Mit viel Kraftaufwand und unter erheblichem Protest der Ehefrau gelang es schließlich einem halben Dutzend Polizisten, den sich heftig wehrenden Rentner zu Boden zu ringen und zu fesseln. Mehrfach wurde ein Beamter von dem kaum zu bändigenden Mann schmerzhaft ins Bein gezwickt. Auch andere Einsatzkräfte erlitten leichte Blessuren. Mittlerweile hatte sich auch der 36 Jahre alte Sohn erneut eingemischt. Wieder mussten die Polizisten alle Kräfte aufbieten, um auch ihn zu fixieren.
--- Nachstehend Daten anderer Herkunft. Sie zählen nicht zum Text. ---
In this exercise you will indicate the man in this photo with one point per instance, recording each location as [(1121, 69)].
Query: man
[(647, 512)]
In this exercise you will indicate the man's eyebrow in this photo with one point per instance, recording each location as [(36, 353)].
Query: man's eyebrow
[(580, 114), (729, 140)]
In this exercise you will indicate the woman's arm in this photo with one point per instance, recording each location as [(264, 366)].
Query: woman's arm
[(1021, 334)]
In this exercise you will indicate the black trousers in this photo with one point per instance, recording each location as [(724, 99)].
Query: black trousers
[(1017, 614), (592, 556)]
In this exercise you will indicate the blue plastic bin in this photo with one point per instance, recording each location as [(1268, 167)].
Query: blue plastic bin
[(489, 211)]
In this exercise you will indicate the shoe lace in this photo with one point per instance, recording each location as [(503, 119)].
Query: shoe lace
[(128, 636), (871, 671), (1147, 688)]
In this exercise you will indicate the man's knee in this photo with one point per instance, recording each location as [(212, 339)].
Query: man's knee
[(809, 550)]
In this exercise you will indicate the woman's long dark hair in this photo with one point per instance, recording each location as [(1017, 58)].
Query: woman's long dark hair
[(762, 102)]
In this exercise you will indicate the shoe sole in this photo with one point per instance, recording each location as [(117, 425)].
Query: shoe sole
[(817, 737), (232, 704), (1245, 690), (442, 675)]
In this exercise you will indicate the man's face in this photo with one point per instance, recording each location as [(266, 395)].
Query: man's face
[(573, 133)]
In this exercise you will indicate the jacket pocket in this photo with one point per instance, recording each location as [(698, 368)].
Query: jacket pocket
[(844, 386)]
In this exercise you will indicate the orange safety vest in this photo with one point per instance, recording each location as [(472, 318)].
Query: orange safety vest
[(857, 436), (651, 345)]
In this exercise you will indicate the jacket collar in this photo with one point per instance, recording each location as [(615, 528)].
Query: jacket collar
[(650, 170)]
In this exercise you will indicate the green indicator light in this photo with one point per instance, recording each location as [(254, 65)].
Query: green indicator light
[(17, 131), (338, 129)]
Zur Verhandlung vor dem Amtsgericht Neumarkt brauchte keiner der an dem Vorfall beteiligten Polizeibeamten als Zeuge aussagen. Rechtsanwalt Werner Lehmeier, der die Verteidigung des 69-Jährigen übernommen hatte, durfte für alle vier Angeklagten sprechen. Sie räumten die von der Staatsanwaltschaft erhobenen Vorwürfe in vollem Umfang ein und bedauerten ihre Handlungen sehr.

Nichtöffentliches Gespräch

Sie könnten sich nicht erklären, was sie damals am 14. Januar geritten hatte. Sie hatten sich mehr oder minder aktiv des Widerstands gegen Vollstreckungsbeamte schuldig gemacht, und, was Vater und Sohn betraf, durch ihre heftige Gegenwehr der Körperverletzung und des "Verwicklungsbruchs". Dieser juristische Fachausdruck beschreibt die Weigerung, den Roller sicherstellen zu lassen.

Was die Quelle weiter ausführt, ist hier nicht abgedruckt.